The treatment of the body using chi has been around for a very long time. One of the first written accounts describing meridians as channels of energy was discovered in a Han dynasty (206BC – 220AD) tomb in Hunan, China; 8000 year old stone acupuncture needles have been found, also in China, and Neolithic ice mummies have been found to have acupuncture points tattooed on their skin. There is ample evidence therefore that people have been aware of chi, and been treating it for many, many years.

Acupuncturists will say that meridians were discovered as a result of needling specific points, and finding where the sensation goes to. I feel that it is just as likely that this stimulation was given using touch rather than penetration with a needle. In any event, traditional acupuncture training requires a long apprenticeship using touch alone before needles are introduced.

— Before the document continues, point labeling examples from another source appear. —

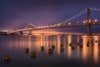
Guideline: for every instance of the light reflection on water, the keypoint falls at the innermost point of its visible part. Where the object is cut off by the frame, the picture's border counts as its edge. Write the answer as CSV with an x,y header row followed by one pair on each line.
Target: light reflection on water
x,y
89,49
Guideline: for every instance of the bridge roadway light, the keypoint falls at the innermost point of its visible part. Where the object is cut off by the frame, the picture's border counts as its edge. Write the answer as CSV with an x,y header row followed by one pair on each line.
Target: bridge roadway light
x,y
95,20
69,23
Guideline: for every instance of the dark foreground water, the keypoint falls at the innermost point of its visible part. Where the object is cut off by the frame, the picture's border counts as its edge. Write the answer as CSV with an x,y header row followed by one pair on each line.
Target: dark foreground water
x,y
50,51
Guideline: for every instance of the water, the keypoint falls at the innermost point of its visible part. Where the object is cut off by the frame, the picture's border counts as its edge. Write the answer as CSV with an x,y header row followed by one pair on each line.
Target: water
x,y
52,50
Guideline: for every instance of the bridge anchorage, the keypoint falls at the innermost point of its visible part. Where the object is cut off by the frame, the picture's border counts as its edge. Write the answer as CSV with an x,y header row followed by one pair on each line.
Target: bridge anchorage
x,y
89,21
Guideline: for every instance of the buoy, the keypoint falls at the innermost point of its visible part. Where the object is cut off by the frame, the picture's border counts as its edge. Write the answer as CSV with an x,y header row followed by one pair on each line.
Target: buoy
x,y
73,47
50,51
33,54
7,58
81,46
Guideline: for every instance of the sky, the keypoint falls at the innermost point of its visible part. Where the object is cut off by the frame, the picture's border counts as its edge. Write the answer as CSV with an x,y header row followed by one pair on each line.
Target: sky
x,y
15,13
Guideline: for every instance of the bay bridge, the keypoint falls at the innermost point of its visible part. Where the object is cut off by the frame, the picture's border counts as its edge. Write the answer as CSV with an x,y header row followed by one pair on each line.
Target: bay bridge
x,y
65,24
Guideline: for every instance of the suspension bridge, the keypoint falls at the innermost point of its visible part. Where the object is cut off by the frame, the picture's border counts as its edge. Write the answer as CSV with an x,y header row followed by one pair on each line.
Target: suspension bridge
x,y
65,24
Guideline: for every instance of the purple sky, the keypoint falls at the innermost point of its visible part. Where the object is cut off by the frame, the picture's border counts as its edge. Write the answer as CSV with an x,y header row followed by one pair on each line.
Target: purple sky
x,y
40,12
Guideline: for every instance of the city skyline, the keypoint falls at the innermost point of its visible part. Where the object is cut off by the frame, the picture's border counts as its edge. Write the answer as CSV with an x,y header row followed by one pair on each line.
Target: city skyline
x,y
19,12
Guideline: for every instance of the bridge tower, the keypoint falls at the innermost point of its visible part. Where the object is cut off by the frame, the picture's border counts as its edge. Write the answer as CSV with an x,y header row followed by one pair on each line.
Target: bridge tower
x,y
89,21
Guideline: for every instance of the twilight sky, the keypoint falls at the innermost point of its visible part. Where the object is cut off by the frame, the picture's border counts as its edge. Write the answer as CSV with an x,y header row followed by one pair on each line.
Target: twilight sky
x,y
40,12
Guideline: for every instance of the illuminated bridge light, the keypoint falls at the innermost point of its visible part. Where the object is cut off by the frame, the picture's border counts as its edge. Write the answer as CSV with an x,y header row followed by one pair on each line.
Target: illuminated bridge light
x,y
95,20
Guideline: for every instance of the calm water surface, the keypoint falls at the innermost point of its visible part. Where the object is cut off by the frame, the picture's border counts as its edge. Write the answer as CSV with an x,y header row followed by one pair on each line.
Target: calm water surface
x,y
54,50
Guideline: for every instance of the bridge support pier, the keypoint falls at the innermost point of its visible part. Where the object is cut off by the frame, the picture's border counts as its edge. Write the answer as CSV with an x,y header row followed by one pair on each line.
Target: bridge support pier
x,y
58,43
69,39
89,21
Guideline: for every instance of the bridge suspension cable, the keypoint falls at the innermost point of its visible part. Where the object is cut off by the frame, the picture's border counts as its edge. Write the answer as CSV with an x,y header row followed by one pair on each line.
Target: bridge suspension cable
x,y
76,16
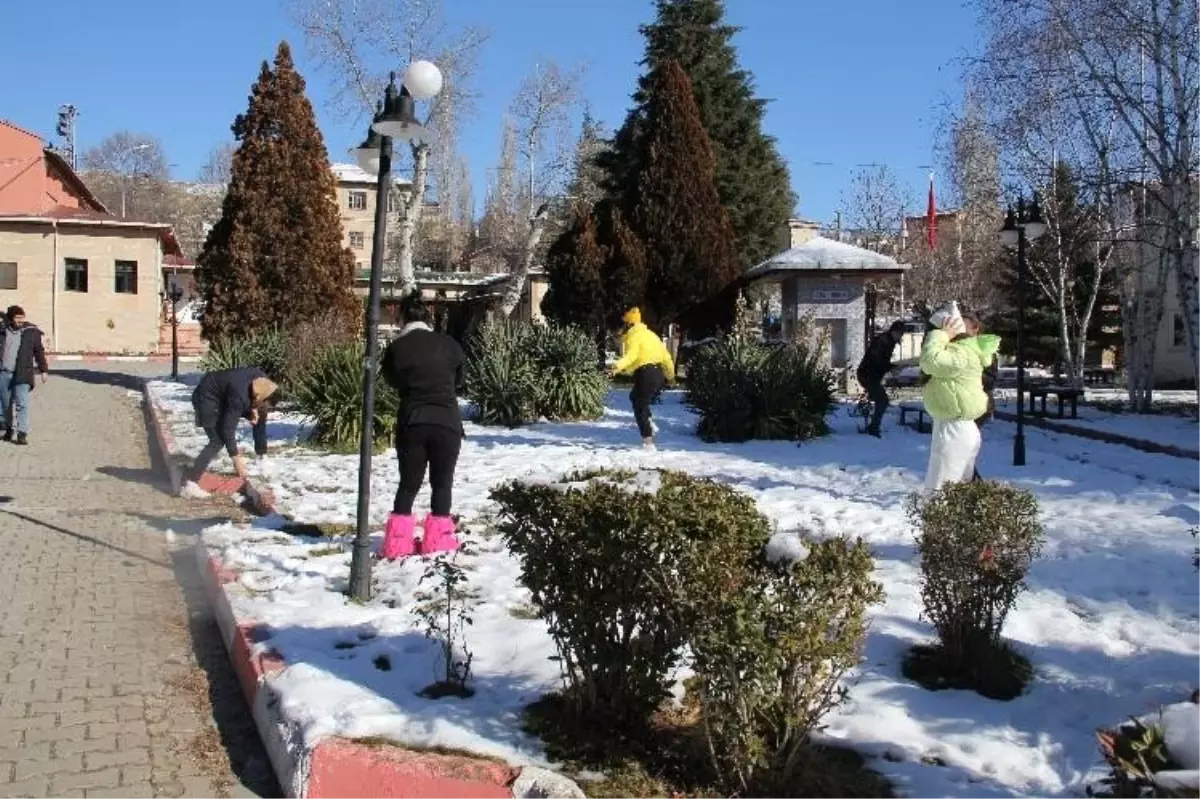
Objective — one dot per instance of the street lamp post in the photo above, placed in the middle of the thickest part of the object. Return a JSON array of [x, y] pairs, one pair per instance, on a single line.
[[173, 294], [1023, 224], [395, 119]]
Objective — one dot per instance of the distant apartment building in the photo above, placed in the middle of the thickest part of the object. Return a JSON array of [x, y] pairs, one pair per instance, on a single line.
[[88, 278]]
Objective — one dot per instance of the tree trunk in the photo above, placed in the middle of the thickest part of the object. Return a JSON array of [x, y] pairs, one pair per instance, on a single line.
[[521, 274], [411, 208]]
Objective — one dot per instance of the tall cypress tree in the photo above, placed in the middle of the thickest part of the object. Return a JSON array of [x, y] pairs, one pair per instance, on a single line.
[[753, 179], [276, 256], [679, 217]]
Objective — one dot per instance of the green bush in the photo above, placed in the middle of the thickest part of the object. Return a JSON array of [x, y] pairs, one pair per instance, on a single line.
[[977, 541], [330, 394], [769, 661], [267, 350], [744, 389], [611, 562], [520, 372]]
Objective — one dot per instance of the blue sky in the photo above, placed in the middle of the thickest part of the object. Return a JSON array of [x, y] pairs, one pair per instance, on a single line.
[[862, 82]]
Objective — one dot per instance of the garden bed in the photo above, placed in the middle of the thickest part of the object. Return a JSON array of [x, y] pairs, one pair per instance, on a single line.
[[1108, 622]]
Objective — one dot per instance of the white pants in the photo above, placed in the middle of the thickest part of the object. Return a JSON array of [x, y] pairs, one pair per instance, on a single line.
[[953, 452]]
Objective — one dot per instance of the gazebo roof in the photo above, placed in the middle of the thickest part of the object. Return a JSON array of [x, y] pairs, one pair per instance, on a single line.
[[822, 254]]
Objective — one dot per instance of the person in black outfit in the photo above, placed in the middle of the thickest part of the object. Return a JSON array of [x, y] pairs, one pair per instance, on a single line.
[[220, 401], [874, 367], [425, 367]]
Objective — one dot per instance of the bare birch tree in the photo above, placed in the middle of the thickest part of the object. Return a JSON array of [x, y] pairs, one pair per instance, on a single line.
[[1129, 73], [541, 109], [358, 42]]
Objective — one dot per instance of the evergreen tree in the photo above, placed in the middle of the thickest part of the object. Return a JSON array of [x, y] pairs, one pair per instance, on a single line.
[[624, 275], [574, 268], [751, 178], [679, 217], [275, 257]]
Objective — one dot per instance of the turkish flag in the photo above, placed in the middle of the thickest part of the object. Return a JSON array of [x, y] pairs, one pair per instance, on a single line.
[[931, 217]]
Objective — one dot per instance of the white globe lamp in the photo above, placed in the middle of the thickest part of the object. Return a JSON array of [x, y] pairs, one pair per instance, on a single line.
[[423, 79]]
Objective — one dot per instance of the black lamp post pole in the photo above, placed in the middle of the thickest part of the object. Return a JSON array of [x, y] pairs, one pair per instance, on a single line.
[[360, 559], [1021, 253]]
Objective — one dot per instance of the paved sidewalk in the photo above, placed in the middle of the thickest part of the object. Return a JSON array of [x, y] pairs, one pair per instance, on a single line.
[[113, 678]]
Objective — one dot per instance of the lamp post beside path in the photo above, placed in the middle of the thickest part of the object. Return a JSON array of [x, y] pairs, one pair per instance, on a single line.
[[395, 119], [1023, 224]]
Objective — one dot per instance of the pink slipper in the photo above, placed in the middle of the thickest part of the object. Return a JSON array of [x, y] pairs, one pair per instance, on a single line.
[[397, 540]]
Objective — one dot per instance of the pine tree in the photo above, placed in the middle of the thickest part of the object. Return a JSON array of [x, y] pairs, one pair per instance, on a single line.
[[751, 178], [275, 258], [679, 217], [624, 275], [574, 268]]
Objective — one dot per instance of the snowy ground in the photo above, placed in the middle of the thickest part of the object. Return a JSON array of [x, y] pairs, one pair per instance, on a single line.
[[1109, 618]]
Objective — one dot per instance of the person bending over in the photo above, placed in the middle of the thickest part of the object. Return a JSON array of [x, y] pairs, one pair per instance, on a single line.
[[646, 356], [425, 368], [221, 400]]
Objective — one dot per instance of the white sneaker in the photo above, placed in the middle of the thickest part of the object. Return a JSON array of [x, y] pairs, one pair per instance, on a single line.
[[192, 491]]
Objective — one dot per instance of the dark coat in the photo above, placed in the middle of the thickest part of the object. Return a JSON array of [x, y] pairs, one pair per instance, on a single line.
[[425, 367], [877, 360], [222, 398], [30, 355]]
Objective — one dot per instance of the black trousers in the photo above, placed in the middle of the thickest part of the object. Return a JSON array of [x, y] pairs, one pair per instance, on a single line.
[[879, 397], [420, 448], [648, 382]]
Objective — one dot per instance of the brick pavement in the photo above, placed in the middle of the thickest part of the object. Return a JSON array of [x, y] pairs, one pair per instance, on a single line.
[[114, 678]]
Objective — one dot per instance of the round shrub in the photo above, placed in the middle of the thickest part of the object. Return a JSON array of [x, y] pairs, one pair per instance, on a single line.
[[744, 389], [612, 562], [977, 541], [267, 350], [330, 394], [520, 372], [769, 661]]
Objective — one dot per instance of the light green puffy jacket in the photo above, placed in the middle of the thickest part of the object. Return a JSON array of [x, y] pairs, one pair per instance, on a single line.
[[955, 374]]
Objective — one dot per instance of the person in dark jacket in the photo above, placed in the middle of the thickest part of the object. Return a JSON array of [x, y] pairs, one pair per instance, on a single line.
[[221, 400], [22, 356], [425, 368], [874, 367]]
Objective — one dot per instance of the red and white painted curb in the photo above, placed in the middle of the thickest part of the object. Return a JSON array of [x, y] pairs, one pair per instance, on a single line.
[[337, 768], [120, 359]]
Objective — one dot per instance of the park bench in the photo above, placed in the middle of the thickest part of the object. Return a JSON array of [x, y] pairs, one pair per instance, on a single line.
[[1062, 395], [916, 407]]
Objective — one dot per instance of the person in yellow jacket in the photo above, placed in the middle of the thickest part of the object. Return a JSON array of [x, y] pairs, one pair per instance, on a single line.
[[647, 359]]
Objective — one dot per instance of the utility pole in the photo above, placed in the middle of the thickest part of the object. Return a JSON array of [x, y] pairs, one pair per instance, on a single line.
[[66, 131]]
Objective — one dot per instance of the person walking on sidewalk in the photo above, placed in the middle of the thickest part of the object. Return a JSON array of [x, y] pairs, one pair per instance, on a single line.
[[647, 358], [425, 368], [874, 367], [23, 356], [954, 396], [221, 400]]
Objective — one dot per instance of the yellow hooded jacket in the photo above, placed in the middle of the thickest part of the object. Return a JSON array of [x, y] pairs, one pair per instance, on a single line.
[[642, 347]]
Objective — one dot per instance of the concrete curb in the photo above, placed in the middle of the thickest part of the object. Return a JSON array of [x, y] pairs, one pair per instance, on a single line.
[[336, 768], [162, 437], [1103, 436]]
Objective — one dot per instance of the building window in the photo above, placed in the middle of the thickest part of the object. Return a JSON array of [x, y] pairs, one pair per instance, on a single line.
[[76, 274], [126, 277]]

Whichever came first, touch or penetration, ordinary people, in what was a peasant agrarian society, would have not had the skill to practice acupuncture or the resources to hire skilled medical practitioners. This lead to the tradition of treating family and friends using manipulation of the meridians and popularly known points. We all know some of these points and use them instinctively – think what you do when you have a headache, eyestrain or indigestion, and then check the points!

As the dominant regional power, China exported many of its customs, sciences and technologies to adjacent countries, and similar manipulation techniques appeared in the Philippines, Indonesia, and even as far away as India, where the Vedic concept of Prana is very similar to that of Chi. It is worth noting that the Indian culture claims that this was a discovery that they made themselves and then exported East. If this is so it would underline the validity of the concept as it apparently arose in more than one place, and carried enough of a resonance to be widely accepted in both.

The story of Shiatsu as we now know it, however, carries on in Japan which in the 6th Century, like so many of its neighbours, adopted much of the Chinese view of medicine. The concept of chi (ki in Japanese) became as central to Japanese culture as it was in China. So much so that the equivalent greeting to ‘how are you?’ in English translates to ‘how is your ki?’ in Japanese, and the expression for poor health means literally ‘bad ki.’

The result was that ki manipulation in the form of Shi-atsu meaning ‘finger pressure’ became a great folk tradition in Japan, and for centuries it flourished as a part of everyday life. By the beginning of the last century, however, the gradual move towards Western scientific and medical values which were seen as modern and somehow more exciting had reduced Shiatsu’s importance. It had become something of an embarrassment, having the same connotations as Swedish massage would have had in the seventies and eighties- slightly seedy and a mode of pleasure rather than a medical procedure.

There was a rearguard action, however, headed by Tokujiro Namikoshi who founded the Clinic of Pressure Therapy in 1925. This school took on board Western nomenclature, and favoured a more ‘scientific’ approach. This enabled Shiatsu to continue in a clinical setting, and the Namikoshi style is still the most widely practiced in Japan.

What we see as Shiatsu in the West is derived from the Namikoshi school in that it was the son of a teacher that put together what became called Zen Shiatsu. Shizuto Masunaga, a professor of psychology at Tokyo University, inherited a deep interest in Traditional Chinese Medicine from his mother who was a teacher at the Namikoshi school for ten years.

During the 1970s, Masunaga combined his understanding of psychology with TCM and conventional Shiatsu as practiced by his mother, and created what he called Zen Shiatsu, a synthesis of modern Western thinking and traditional Eastern healing techniques. He took this to the United States where he continued to develop his theories up to his death in 1981.

Since then, his students and third and fourth generation Shiatsu practitioners have continued the development of Shiatsu building a vibrant and dynamically growing treatment system.

Shiatsu today has a multitude of styles and approaches; indeed each practitioner has their own individual style. Within this, though, there is a core structure underlying each treatment which has been evolving for 8000 years or more.